Non-football related tweets and posts can affect a prospect’s future.
“If a kid posts something stupid on Facebook, it bothers you,” Texas A&M tight ends coach Brian Polian said. “You have to ask yourself, at what point is this kid being a kid, or is this what we will have to deal with?”
Cornerback Yuri Wright found that out the hard way.
A 4-star prospect in the class of 2012, Wright had offers from many of the top schools in the nation, including Michigan, Alabama, Notre Dame and Auburn. However, many schools quickly rescinded those offers after the Ramsey, N.J., native was caught posting several sexually graphic and racially explicit posts on Twitter (Warning: NSFW content).
Wright currently plays for Colorado.
“Hopefully, other people will learn from what happened to me and make smarter choices,” he said. “My days with social media are over, I promise.

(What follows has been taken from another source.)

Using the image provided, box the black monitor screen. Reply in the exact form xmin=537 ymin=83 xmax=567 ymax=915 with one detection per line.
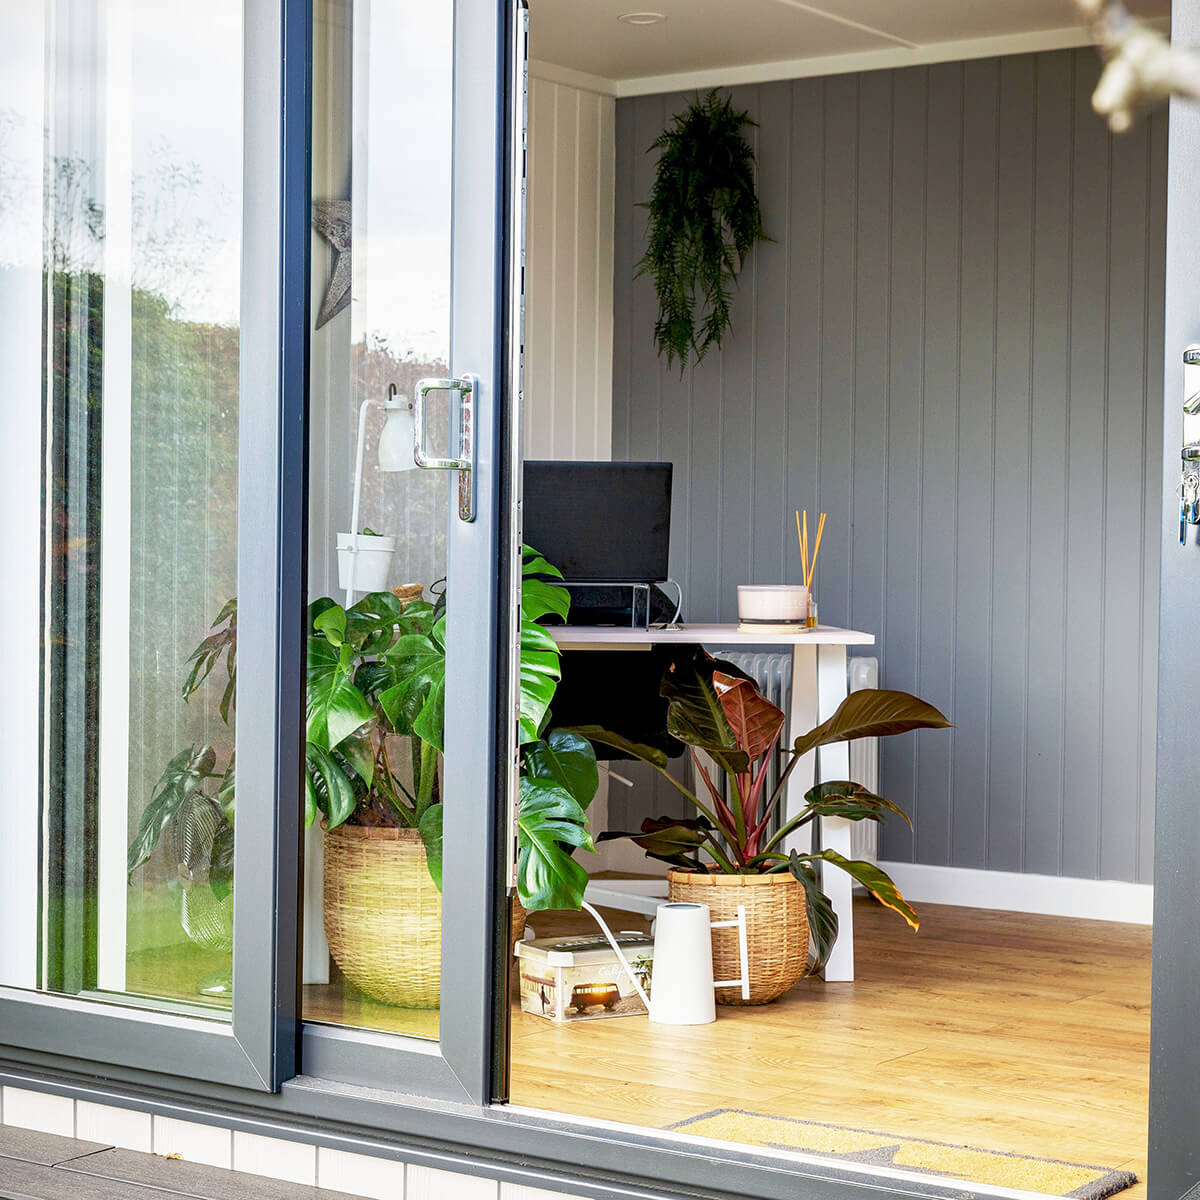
xmin=522 ymin=461 xmax=672 ymax=583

I have a phone, and if I want to talk to someone now, I’m just calling or texting them.”
How should the NCAA regulate social media in terms of recruiting?
Sure, it’s easy to bash these coaches and criticize the players for teetering over the line at times. However, the use of social media platforms during the recruiting process is still relatively new.
But that doesn’t mean the pressure is any less.
“Social media is an incredible tool,” said Polian. “If you are not using it, you will fall way behind.”
In a nutshell, the recruiting period can be described as a sink-or-swim environment. And acceptable or not, coaches and players will do just about anything to stay afloat.
Thanks to the technological advancements of the 21st century, social media just so happens to be the life raft of choice.